Purchasing these so-called “toxic” assets was once the cornerstone of the rescue plan for financial markets and was almost the entire focus of Congress when the TARP package was being debated before its enactment in September. But almost as soon as Treasury received the money, it decided that giving capital to banks in return for preferred stock was a better use of the funds. Some analysts have accused Paulson of “flip-flopping” on every plan and it doesn’t look like he has a plan at all.
No definitive plan has been identified as to how the redirected efforts of the TARP will take place. “We are carefully evaluating programs which would further leverage the impact of a TARP investment by attracting private capital, potentially through matching investments,” Paulson said. “In developing a potential matching program, we will also consider capital needs of nonbank financial institutions not eligible for the current capital program; broadening access in this way would bring both benefits and challenges.”
Paulson’s remarks are an acknowledgment that the pitch he made to Congress for the bailout hasn’t delivered what was promised. Paulson sold the TARP as a way to rid bank balance sheets of illiquid mortgage assets, and he may encounter resistance from Congress for the remaining $350 billion after using most of the first half to buy bank stakes and assist distressed insurer American International Group (AIG). Lawmakers will “put his feet to the fire,” said Kevin Petrasic, a former official at the Office of Thrift Supervision. Paulson said he has no regrets for the revised plan. “I will never apologize for changing a strategy or an approach if the facts change.”
Paulson said he has no timeline for notifying Congress of his intent to use the remaining TARP funds, and reiterated that he’s “comfortable” that $700 billion is “what we need” to stabilize the financial system.

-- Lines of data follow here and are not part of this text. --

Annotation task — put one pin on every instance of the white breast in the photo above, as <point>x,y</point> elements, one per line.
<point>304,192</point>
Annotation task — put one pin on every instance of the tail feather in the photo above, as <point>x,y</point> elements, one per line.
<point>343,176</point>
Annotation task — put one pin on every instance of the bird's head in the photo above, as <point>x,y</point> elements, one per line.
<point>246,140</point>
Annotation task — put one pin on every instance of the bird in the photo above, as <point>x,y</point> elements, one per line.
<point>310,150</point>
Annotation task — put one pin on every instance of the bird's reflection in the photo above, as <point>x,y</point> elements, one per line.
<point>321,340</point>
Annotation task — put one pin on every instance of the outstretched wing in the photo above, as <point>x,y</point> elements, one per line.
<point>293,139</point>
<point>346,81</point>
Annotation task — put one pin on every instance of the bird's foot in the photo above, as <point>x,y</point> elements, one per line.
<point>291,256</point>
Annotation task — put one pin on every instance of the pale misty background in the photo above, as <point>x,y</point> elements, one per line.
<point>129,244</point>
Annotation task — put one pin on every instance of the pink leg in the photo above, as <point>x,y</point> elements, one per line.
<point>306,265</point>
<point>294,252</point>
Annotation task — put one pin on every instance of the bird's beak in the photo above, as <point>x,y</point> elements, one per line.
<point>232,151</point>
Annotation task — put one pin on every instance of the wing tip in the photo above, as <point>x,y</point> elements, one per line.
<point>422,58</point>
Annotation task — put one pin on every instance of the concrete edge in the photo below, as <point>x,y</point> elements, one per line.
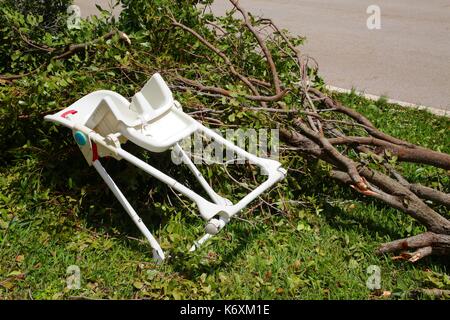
<point>435,111</point>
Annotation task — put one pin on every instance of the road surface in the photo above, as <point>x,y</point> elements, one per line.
<point>407,59</point>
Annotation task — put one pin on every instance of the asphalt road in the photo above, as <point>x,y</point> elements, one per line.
<point>407,59</point>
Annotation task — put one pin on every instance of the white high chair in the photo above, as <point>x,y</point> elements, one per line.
<point>103,120</point>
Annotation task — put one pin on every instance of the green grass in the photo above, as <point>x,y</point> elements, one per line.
<point>54,215</point>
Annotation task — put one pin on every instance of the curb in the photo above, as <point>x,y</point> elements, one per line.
<point>435,111</point>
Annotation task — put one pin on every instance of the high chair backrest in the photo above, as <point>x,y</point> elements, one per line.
<point>154,100</point>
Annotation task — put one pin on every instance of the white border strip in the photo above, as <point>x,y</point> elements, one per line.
<point>438,112</point>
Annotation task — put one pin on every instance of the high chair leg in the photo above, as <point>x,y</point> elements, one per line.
<point>158,254</point>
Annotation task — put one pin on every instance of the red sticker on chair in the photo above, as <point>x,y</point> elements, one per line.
<point>65,114</point>
<point>94,152</point>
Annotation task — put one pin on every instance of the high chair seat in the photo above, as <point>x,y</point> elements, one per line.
<point>104,120</point>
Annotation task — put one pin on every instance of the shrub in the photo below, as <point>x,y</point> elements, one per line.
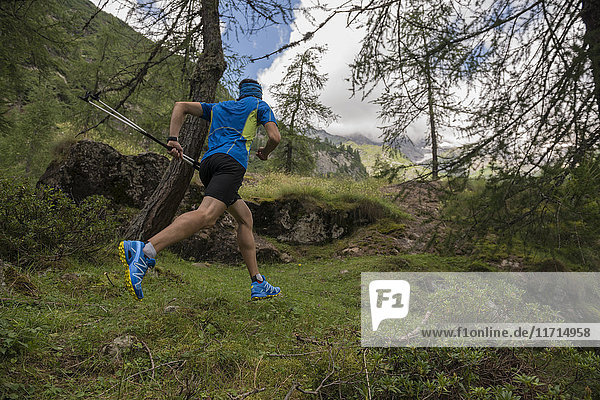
<point>41,225</point>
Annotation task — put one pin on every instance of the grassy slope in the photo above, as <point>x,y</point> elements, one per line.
<point>218,344</point>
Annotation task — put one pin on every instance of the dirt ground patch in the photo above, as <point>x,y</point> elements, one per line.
<point>422,201</point>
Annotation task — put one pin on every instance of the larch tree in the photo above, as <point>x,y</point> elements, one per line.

This arrogance is not going to sit well with Congress or voters. President-Elect Barack Obama who assumes the U.S. presidency on January 20th, said last week his economic team will “review the implementation” of the rescue plan, suggesting he may have different priorities for its use. It is also likely that Obama will replace Paulson based on recent transition reports.
Asked about possible aid for the automobile industry using the TARP, Mr. Paulson said, “My focus is on the financial sector.” Thus, while declaring that “we care about our auto industry,” he ruled out any role in the TARP effort for bailing out Detroit, an issue that is now occupying Congress, President-elect Barack Obama and President Bush.
I don’t think the new direction being taken for the TARP is wrong, its just that every time Paulson changes course the longer it takes for the TARP actions and benefits to flow through. I also feel that more than $700 billion will be needed over the next few years (just look at the relative size of China’s recent Economic Stimulus), meaning that the next treasury chief will have to go to Congress hat in hand to ask for more tax payer funds. It is more than likely though that a Democratic President and Congress will approve the additional funds. I just hope after months of talking and politicking the brains behind the TARP have got a real plan in place that they can execute on now, rather than “flip-flopping” as events unfold. If we have until the presidential transition before anything happens, the economy and our own individual situations will have gotten significantly worse.